I'm trying to create a dotplot in R, similar to the following plot, where each group is distinctly separated from the rest: http://www.sthda.com/english/wiki/ggplot2-dot-plot-quick-start-guide-r-software-and-data-visualization
The data I have looks as follows, where I have a value to plot, and a group column that should bin the data into distinct groups (1-5) (similar to the 'dose' column in the Toothache dataset in the previous link):
This is the plotting code I'm currently using:
p<-ggplot(new_df, aes(x=group, y=ploidy)) +
geom_dotplot(binaxis='y', stackdir='centerwhole', binpositions = 'bygroup', binwidth = 0.5, position = "dodge", dotsize = 0.2)
ggplot(new_df, aes(x=group, y=ploidy)) +
geom_dotplot(binaxis='y', stackdir='centerwhole',
stackratio=0, dotsize=0.2, stackgroups = TRUE)
p + stat_summary(fun=median, geom="point", shape=18,
size=3, color="red")
and it returns the following plot: I suspect the issue here is that the majority of the values sit at the 2-3 range, and thus they're overflowing to the other bins/groups.
I tried re-creating the problem with simple datasets like the Toothache dataset, but the issue doesn't reappear in those smaller datasets.

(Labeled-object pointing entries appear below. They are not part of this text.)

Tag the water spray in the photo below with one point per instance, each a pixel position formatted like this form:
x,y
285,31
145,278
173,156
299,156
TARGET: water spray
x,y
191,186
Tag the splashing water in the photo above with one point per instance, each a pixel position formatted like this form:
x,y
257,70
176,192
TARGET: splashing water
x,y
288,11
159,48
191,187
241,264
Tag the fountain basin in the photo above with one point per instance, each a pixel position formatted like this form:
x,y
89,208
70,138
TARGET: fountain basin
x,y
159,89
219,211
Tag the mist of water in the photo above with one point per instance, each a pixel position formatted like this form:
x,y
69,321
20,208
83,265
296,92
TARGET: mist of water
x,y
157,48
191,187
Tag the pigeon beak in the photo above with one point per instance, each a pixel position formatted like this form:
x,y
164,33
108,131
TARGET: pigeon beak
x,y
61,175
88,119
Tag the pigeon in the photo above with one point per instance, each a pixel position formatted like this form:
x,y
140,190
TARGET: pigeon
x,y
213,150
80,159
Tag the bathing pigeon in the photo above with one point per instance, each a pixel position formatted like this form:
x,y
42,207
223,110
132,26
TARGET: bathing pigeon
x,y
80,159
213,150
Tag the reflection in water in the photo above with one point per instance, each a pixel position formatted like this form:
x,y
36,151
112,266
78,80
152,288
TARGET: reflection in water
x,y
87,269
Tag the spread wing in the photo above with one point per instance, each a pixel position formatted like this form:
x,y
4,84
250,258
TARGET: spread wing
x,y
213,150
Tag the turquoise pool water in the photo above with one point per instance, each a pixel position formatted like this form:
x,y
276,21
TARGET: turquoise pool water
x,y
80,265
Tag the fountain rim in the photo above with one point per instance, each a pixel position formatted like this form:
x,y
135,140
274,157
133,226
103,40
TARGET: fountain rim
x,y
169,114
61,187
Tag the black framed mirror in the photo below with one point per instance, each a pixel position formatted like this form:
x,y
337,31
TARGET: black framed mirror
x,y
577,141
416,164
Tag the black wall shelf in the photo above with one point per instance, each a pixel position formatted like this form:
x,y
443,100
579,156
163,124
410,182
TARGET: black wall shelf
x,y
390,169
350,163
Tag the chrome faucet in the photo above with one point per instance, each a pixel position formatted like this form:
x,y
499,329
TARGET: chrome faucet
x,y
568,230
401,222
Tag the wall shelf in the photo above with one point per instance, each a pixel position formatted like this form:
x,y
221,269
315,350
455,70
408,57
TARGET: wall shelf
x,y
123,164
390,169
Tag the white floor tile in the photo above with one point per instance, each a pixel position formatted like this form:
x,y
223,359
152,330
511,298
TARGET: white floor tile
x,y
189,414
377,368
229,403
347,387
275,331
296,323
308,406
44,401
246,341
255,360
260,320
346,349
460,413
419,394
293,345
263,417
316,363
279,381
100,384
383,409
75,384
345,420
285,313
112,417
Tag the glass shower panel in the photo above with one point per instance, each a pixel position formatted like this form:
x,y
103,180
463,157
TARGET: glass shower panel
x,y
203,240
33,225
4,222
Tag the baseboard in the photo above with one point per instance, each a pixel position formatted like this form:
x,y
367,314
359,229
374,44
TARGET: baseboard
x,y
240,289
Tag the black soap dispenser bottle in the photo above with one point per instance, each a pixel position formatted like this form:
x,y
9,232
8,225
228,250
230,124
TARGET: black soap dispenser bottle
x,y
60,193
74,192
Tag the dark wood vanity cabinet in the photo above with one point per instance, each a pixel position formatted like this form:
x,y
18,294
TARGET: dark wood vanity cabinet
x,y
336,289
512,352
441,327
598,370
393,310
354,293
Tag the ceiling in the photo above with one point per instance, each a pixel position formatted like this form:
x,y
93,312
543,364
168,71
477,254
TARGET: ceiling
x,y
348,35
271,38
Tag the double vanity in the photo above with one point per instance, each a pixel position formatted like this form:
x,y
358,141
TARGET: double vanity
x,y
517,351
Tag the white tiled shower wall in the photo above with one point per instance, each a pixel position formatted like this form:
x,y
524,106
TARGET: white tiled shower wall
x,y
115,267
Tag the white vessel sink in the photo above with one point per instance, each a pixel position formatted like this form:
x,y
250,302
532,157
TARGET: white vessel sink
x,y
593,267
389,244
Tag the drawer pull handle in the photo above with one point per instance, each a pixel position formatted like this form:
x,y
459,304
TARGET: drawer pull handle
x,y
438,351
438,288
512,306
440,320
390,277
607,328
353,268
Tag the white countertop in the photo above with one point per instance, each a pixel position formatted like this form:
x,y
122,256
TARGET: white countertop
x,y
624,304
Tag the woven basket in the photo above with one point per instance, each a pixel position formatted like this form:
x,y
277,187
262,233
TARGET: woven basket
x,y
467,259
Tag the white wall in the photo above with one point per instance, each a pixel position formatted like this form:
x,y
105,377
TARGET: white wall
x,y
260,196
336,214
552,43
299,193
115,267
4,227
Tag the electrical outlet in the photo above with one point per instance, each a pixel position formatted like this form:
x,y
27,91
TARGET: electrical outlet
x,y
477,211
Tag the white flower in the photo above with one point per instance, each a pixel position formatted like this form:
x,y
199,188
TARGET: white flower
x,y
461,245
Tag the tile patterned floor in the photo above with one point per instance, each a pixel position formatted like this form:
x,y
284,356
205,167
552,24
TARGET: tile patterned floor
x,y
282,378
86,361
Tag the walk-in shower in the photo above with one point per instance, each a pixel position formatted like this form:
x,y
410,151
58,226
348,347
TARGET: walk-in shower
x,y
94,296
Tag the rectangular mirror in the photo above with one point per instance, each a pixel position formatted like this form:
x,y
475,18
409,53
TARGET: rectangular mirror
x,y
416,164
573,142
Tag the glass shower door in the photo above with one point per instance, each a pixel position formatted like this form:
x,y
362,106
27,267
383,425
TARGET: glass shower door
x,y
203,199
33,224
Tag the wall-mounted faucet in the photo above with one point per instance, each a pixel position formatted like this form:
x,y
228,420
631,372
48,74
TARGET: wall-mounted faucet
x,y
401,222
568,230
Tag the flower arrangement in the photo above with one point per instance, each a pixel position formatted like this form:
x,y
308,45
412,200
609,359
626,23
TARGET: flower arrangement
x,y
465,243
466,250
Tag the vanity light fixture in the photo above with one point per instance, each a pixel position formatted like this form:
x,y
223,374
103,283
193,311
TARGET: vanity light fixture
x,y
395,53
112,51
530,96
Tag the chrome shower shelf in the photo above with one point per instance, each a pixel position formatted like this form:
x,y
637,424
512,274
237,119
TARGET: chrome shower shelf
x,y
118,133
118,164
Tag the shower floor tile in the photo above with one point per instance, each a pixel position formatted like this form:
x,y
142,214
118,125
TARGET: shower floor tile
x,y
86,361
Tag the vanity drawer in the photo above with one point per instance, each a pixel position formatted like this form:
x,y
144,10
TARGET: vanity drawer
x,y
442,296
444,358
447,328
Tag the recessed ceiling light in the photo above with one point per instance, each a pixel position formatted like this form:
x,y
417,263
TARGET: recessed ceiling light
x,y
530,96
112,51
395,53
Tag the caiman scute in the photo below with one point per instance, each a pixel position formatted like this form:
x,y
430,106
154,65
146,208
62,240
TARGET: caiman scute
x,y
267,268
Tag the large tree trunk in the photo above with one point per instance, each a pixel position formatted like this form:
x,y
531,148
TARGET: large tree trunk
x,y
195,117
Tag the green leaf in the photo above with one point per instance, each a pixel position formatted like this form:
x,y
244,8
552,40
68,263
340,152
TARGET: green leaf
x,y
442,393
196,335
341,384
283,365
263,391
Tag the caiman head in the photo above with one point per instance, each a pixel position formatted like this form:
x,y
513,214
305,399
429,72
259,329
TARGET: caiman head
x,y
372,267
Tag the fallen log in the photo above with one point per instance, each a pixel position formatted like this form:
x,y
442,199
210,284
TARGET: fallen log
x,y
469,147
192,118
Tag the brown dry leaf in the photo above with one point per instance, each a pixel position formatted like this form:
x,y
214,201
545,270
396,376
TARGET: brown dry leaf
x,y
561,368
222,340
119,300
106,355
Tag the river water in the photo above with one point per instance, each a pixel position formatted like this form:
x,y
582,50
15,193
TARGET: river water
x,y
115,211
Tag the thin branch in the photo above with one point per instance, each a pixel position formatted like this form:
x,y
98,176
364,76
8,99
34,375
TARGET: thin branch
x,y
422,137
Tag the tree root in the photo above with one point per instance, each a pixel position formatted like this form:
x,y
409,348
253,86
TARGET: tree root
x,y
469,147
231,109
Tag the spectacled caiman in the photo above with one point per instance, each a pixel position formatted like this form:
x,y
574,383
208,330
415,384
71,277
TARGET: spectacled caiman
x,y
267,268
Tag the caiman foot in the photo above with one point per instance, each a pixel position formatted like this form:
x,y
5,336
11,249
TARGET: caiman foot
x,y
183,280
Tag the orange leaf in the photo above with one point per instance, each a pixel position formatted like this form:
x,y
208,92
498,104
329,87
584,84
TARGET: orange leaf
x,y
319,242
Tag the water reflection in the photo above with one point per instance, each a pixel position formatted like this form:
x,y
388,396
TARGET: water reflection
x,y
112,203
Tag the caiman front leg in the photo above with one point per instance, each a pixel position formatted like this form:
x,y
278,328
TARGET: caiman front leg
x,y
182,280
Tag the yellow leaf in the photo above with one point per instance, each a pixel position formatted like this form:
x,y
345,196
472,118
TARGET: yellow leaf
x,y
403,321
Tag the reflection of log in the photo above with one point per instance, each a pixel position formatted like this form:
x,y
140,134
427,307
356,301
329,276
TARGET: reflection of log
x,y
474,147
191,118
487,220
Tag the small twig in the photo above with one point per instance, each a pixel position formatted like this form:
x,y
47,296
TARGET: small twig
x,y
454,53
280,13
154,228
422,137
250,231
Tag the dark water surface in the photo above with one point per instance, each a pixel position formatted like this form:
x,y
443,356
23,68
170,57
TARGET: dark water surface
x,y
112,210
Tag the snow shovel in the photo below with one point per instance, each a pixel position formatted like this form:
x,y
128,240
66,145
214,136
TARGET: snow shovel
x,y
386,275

Here is a link to the dataset, since recreating the problem with small sample datasets doesn't work: http://sendanywhe.re/Y5O133EM
Any help would be appreciated
I think you are overflowing the allocated space in the chart by using specified locations for each individual observation (sometimes called 'stacking'). Instead you should 'jitter' the positions of the individual observations inside a specific allocated region. Jittering, means to introduce a small amount of randomness to the position of a point to avoid (mostly anyhow) overplotting.
I will illustrate this using graphics from the core
of R for the following fictitious data. This focuses attention
on what is wrong, more than on the specific programming solution
in ggplot
, which I will let you work out.
set.seed(2022)
a = round(rnorm(30, 50, 5))
b = round(rnorm(70, 55, 4))
c = round(rnorm(55, 40, 6))
d = round(rnorm(80, 45, 5))
x = c(a,b,c,d)
g = rep(1:4, c(30,70,55,80))
stripchart(x ~ g, meth="jitter", vertical=T, pch=20)
Sorry, not allowed to post images on this site. Hope you you get the idea.